Na tym podobieństwa się nie kończą – podległa Tuskowi machina propagandowa robiła wszystko, by przekonać opinię publiczną, że protestujący rolnicy to piąta kolumna działająca na rzecz interesów Kremla. Czy nie pobrzmiewa w tym znajomy ton „Jaruzela”, kojarzącego pierwszą Solidarność z rzecznikami „zewnętrznego interesu”, i głoszącego potrzebę „obrony suwerenności”? Diaboliczność tego odwrócenia pojęć polega na przypisaniu sobie roli rzecznika podmiotowości naszego kraju, podczas gdy Zielony Ład, przeciwko któremu protestowali polscy rolnicy, jest jednym z głównych narzędzi tzw. pogłębionej integracji, czytaj: unijnej centralizacji przesuwającej moce decyzyjne z narodu polskiego do brukselskiej centrali.

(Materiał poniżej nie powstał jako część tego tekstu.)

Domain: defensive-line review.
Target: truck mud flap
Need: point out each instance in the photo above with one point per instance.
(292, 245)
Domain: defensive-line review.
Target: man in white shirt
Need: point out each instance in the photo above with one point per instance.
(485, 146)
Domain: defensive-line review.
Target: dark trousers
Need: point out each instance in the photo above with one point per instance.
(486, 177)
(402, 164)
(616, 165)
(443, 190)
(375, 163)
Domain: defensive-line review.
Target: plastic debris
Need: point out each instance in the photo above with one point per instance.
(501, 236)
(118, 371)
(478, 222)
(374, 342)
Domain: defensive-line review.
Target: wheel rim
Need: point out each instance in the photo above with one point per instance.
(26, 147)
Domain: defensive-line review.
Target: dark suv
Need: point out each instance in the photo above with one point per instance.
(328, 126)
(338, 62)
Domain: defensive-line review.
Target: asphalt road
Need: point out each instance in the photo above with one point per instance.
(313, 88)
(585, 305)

Przeprowadzenie centralnie zarządzanej transformacji energetycznej Europy wymagać będzie bowiem ograniczenia samorządności krajów członkowskich na rzecz zwiększenia uprawnień urzędników – również w kwestii homogenizacji kulturowej, pleniącej tradycyjne „eksploatujące planetę” instytucje społeczne na rzecz tych bardziej „ekologicznych”. Nie trzeba chyba wspominać, że generał Jaruzelski również wpisywał się w program podporządkowania kultury polskiej ideałom zewnętrznej ideologii; w jego mniemaniu, choć formalnie Polska miała utrzymywać pewną kulturową autonomię, program PZPR zakładał marginalizację tradycji narodowych i religijnych na rzecz promowania wartości komunistycznych w literaturze, sztuce i edukacji. W myśleniu Donalda Tuska ideologiczna „zewnętrzność” nie zniknęła – implementowany z zewnątrz marksizm-leninizm ma zostać zastąpiony przez unijny zielony inkluzywizm.

Pożegnanie z telefonem

Przez lata przyzwyczailiśmy się myśleć o Tusku jak o ucieleśnieniu teflonowej postpolityki. Ten opis przez długi czas pasował do niego znakomicie; trudno jednak nie odnieść wrażenia, że podczas pięciu lat pełnienia funkcji przewodniczącego Rady Europejskiej coś się w nim zmieniło. Lektura jego ostatnich książek – „Szczerze”, a zwłaszcza „Wyboru” – sugeruje, że na nowym urzędzie odnalazł wreszcie swoją historyczną misję, a jest nią przysposobienie Polski do udziału w projekcie „zjednoczonej Europy”, który raz na zawsze położy kres bratobójczym konfliktom między narodami. A dla tak szczytnego celu, jakim jest wieczysty pokój w „europejskiej rodzinie”, poświęcić można bardzo wiele... przysposabiać więc trzeba, jeśli będzie taka konieczność – i to siłowo!, czego zwiastuny już nam zaserwowano. Tak więc, choćby Tusk sam siebie postrzegał jako antytezę Jaruzelskiego, autokratyczna technologia władzy, dająca mu większe możliwości realizacji projektu europejskiego, nieuchronnie sprawia, że coraz bardziej zaprzyjaźnia się z demonami swojej młodości.